Most of the R packages out there aren’t installed on your machine by default, of course. Let’s say you’re a community ecologist and you want to use the vegan package, which codes for a wide variety of functions to do things like calculate diversity indices and carry out ordinations. If you look on CRAN you can find the web page for vegan at http://cran.r-project.org/web/packages/vegan/index.html, which lets you look at the manual for the package and also provides links to a number of “vignettes” - documents giving details of how to carry out specific analyses using the package. These can be very useful once you’ve got the package installed: when it’s three o’clock in the morning and you’re so desperate you would sell your cat’s soul to Satan just to get that NMDS done those vignettes can preserve your sanity, but there’s nothing obvious on the web page that you can click on to actually install it on your computer.

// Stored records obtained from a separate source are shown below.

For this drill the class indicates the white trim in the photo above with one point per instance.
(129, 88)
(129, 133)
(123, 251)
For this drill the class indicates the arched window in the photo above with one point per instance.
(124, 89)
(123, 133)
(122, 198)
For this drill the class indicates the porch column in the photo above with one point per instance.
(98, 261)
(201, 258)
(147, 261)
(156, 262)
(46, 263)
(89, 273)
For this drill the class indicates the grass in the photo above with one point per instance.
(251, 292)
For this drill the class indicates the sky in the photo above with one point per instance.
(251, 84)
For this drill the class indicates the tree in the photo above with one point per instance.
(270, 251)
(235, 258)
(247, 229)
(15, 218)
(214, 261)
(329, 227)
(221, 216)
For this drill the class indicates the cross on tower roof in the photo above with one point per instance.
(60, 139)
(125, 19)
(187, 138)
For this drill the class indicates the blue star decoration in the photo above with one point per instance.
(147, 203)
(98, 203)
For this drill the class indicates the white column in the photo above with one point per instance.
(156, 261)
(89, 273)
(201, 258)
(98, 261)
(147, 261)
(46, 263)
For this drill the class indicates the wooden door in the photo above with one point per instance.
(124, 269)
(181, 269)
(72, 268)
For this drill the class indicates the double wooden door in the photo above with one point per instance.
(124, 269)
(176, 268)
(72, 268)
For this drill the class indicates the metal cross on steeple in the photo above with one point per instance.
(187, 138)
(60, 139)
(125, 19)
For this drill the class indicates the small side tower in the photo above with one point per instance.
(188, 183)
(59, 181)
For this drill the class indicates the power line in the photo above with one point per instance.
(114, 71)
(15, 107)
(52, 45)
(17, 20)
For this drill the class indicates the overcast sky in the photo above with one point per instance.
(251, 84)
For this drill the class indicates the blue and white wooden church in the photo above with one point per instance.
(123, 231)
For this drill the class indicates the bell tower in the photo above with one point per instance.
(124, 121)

What you need to know before you install a package is that the central repository for R stuff, CRAN (Comprehensive R Archive Network) has a series of mirror sites around the World. When you download something you should choose a mirror site near to you so that you can avoid overloading the main CRAN site. A list of CRAN mirrors is available at http://cran.r-project.org/mirrors.html. Take a look at it and find some mirror sites near where you are.

Now that you’ve got an idea of which mirror sites you might want to use, you can set a mirror site by using chooseCRANmirror(), which will bring up a window that lets you choose the mirror site you’d like to use, and then you can install the package using the install.packages() function.

install.packages("vegan")
also installing the dependency ‘permute’
trying URL 'http://www.stats.bris.ac.uk/R/bin/macosx/leopard/contrib/2.15/permute_0.7-0.tgz'
Content type 'application/x-gzip' length 220346 bytes (215 Kb)
opened URL
==================================================
downloaded 215 Kb

trying URL 'http://www.stats.bris.ac.uk/R/bin/macosx/leopard/contrib/2.15/vegan_2.0-5.tgz'
Content type 'application/x-gzip' length 2353906 bytes (2.2 Mb)
opened URL
==================================================
downloaded 2.2 Mb


The downloaded binary packages are in
  /var/folders/qm/_szqszq95c34jn73g8b03bbh0000gn/T//Rtmpm0BWXn/downloaded_packages

If you use the install.packages() function without specifying a mirror site you might well get a pop-up window asking you to choose a mirror site anyway, but it’s more straightforward to do it first. Once the package is installed then load it by using the library() function and you’re ready to go.

library(vegan)

If you’re using RStudio then you’ll see that one of the panes has a tab labelled “Packages.” If you select this you can get a list of the packages which are currently installed, and you can install new packages using the “install” button on the top right of the pane. There is a search bar but note that this searches in your list of installed packages, so you can’t find and install a package using this.